Je m’impliquais depuis longtemps dans les relations interreligieuses et il est apparu évident que les relations avec les catholiques, les protestants et les musulmans ne formaient pas un tout. L’idée sous-jacente à la création de ce groupe était qu’au-delà des nombreuses relations personnelles entre juifs et musulmans, il fallait institutionnaliser et formaliser la relation au plan communautaire, à la fois afin de mieux se connaître, de discuter, et de faire savoir aux pouvoirs publics qu’un tel lieu de réflexion existait.

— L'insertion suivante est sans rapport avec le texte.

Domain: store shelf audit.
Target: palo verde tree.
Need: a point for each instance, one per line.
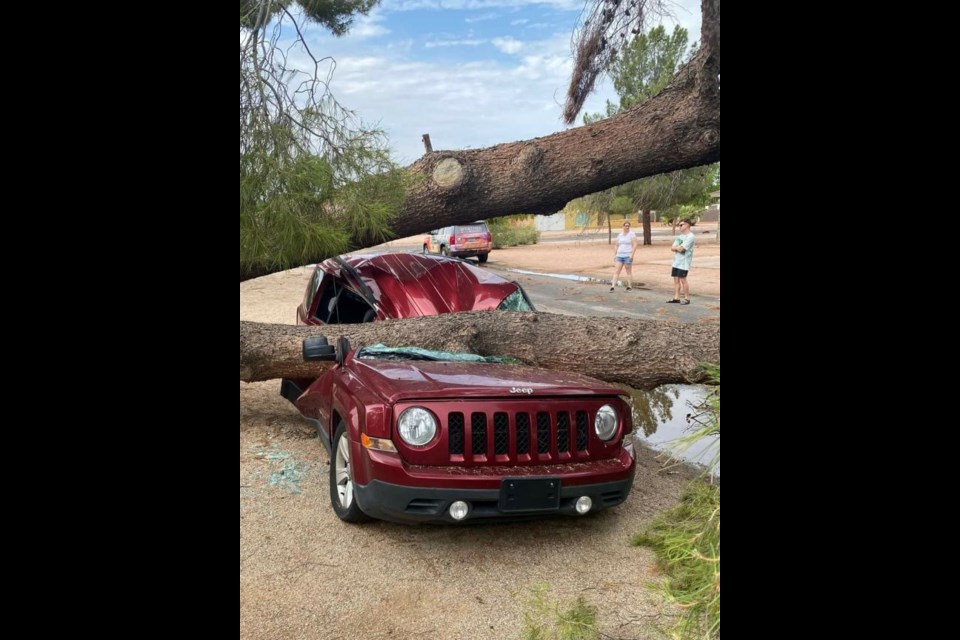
(312, 176)
(677, 128)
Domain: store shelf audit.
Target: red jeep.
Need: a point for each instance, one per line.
(426, 436)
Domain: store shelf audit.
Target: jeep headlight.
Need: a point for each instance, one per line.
(605, 424)
(417, 426)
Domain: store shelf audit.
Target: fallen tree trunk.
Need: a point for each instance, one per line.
(639, 353)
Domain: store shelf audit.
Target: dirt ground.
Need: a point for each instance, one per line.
(306, 574)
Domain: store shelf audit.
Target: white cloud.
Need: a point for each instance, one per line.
(368, 26)
(481, 18)
(454, 43)
(411, 5)
(508, 45)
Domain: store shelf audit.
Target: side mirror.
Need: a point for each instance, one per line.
(317, 348)
(343, 348)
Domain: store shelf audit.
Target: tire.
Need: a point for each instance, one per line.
(342, 498)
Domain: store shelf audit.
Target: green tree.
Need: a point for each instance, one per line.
(312, 176)
(643, 68)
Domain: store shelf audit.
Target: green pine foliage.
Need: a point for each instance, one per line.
(313, 177)
(546, 619)
(686, 539)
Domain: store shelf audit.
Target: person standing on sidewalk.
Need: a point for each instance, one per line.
(682, 260)
(623, 256)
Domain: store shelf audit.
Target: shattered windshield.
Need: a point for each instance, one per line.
(516, 301)
(381, 352)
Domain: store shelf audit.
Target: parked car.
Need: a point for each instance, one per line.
(424, 436)
(349, 290)
(461, 241)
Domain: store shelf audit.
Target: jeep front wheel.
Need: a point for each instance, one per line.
(342, 498)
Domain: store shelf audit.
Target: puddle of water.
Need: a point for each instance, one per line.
(660, 417)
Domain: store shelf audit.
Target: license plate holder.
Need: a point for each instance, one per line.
(529, 494)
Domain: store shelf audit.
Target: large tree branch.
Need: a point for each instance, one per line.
(639, 353)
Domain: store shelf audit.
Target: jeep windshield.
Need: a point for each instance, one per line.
(381, 352)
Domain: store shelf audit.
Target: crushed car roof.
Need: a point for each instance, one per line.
(404, 285)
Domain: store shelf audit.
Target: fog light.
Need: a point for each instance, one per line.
(460, 509)
(583, 504)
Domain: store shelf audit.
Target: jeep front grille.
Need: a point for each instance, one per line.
(512, 435)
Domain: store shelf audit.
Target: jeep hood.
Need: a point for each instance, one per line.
(406, 380)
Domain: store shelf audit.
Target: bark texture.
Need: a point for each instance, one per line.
(676, 129)
(639, 353)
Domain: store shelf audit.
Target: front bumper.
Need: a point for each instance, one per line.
(413, 504)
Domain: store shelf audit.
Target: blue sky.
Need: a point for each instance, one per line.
(471, 73)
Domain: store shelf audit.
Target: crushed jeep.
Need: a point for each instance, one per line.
(426, 436)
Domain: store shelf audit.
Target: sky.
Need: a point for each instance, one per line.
(471, 73)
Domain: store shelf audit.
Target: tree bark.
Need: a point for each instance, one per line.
(676, 129)
(639, 353)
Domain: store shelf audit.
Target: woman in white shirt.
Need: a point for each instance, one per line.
(623, 257)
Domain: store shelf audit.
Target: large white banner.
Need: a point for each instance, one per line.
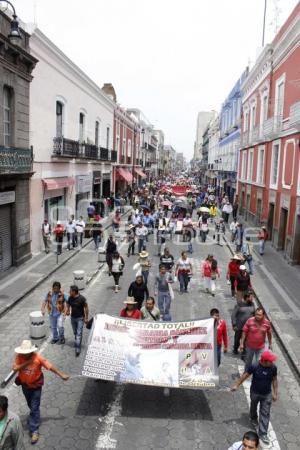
(169, 354)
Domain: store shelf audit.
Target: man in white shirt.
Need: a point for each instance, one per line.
(250, 442)
(80, 226)
(70, 230)
(141, 232)
(46, 233)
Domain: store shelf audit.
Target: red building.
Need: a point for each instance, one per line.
(268, 174)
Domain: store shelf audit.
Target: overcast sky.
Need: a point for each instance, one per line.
(170, 58)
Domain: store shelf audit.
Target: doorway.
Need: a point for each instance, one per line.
(282, 228)
(271, 220)
(258, 211)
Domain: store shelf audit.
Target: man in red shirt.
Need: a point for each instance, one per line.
(29, 365)
(253, 339)
(130, 311)
(222, 336)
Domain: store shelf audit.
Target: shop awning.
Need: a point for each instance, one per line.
(125, 174)
(140, 172)
(58, 183)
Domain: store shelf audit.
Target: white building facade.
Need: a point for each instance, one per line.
(71, 131)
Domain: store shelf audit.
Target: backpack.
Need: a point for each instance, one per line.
(214, 265)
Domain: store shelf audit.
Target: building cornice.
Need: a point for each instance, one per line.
(43, 43)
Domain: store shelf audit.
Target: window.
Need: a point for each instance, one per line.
(129, 149)
(59, 119)
(252, 117)
(279, 101)
(274, 164)
(250, 165)
(7, 113)
(107, 137)
(81, 127)
(246, 120)
(260, 165)
(244, 165)
(97, 133)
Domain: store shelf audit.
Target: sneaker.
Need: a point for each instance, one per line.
(264, 438)
(254, 423)
(166, 392)
(34, 437)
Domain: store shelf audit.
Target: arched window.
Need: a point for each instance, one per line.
(7, 116)
(81, 127)
(59, 119)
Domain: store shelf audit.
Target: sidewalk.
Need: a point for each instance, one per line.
(277, 287)
(21, 281)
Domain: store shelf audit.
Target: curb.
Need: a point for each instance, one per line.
(7, 308)
(288, 352)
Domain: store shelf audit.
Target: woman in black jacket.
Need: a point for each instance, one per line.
(138, 289)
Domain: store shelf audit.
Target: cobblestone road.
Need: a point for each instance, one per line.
(84, 414)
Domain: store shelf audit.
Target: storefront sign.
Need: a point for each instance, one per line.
(7, 197)
(84, 183)
(97, 177)
(170, 354)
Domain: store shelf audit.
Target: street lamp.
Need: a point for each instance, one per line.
(14, 35)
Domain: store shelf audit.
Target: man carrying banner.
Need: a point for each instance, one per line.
(130, 312)
(150, 312)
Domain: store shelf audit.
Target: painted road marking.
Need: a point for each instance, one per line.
(107, 423)
(274, 444)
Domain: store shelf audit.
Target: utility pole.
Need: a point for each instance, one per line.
(264, 24)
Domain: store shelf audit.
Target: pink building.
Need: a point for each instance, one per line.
(268, 174)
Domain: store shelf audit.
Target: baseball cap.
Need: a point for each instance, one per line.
(268, 356)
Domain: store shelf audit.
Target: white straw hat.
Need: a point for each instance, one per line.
(25, 348)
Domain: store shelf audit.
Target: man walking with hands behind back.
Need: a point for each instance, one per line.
(29, 365)
(78, 307)
(264, 389)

Ces relations institutionnelles existent désormais et semblent bonnes : les rabbins comme imams qui s’expriment au nom de leur communauté, le font d’esprit de bienveillance, pourtant, dans la vie des citoyens, les relations semblent se détériorer, pourquoi ?

C’est, quoi qu’il en soit, manifestement ainsi que les gens le perçoivent: ça s’est terriblement dégradé. Il faut discriminer nettement entre ce que sont les rapports personnels, les rapports des élites, les rapports institutionnels et la réalité des rapports de terrain. Cette bonne entente de quelques élites ne transpire pas sur le terrain – d’autant moins qu’une grande partie de la population dite « communauté musulmane » est touchée par ce qu’on appelle « problèmes sociaux, sécuritaires, scolaires, etc. ».

Le discours des leaders religieux ne touchent donc pas la “base” des communautés ?

Hormis le petit groupe des fidèles réguliers de la mosquée, pas plus nombreux que le pourcentage des fidèles dans les synagogues le samedi matin, les troupes sont cette masse informelle que les discours des imams ne touchent pas. Un des problèmes majeurs dans ces relations est l’absence d’une organisation réellement représentative de la communauté musulmane en France. Le CFCM, l’équivalent musulman du Consistoire, a un mode électoral qui favorise le pouvoir des associations d’originaires, c’est-à-dire finalement les consuls généraux des pays musulmans les plus représentés en France. Les musulmans, dans leur majorité, ne se reconnaissent pas dans leurs institutions et leurs leaders institutionnels n’ont que peu de crédit.

Au niveau de la communauté juive, les choses sont-elles moins compliquées ?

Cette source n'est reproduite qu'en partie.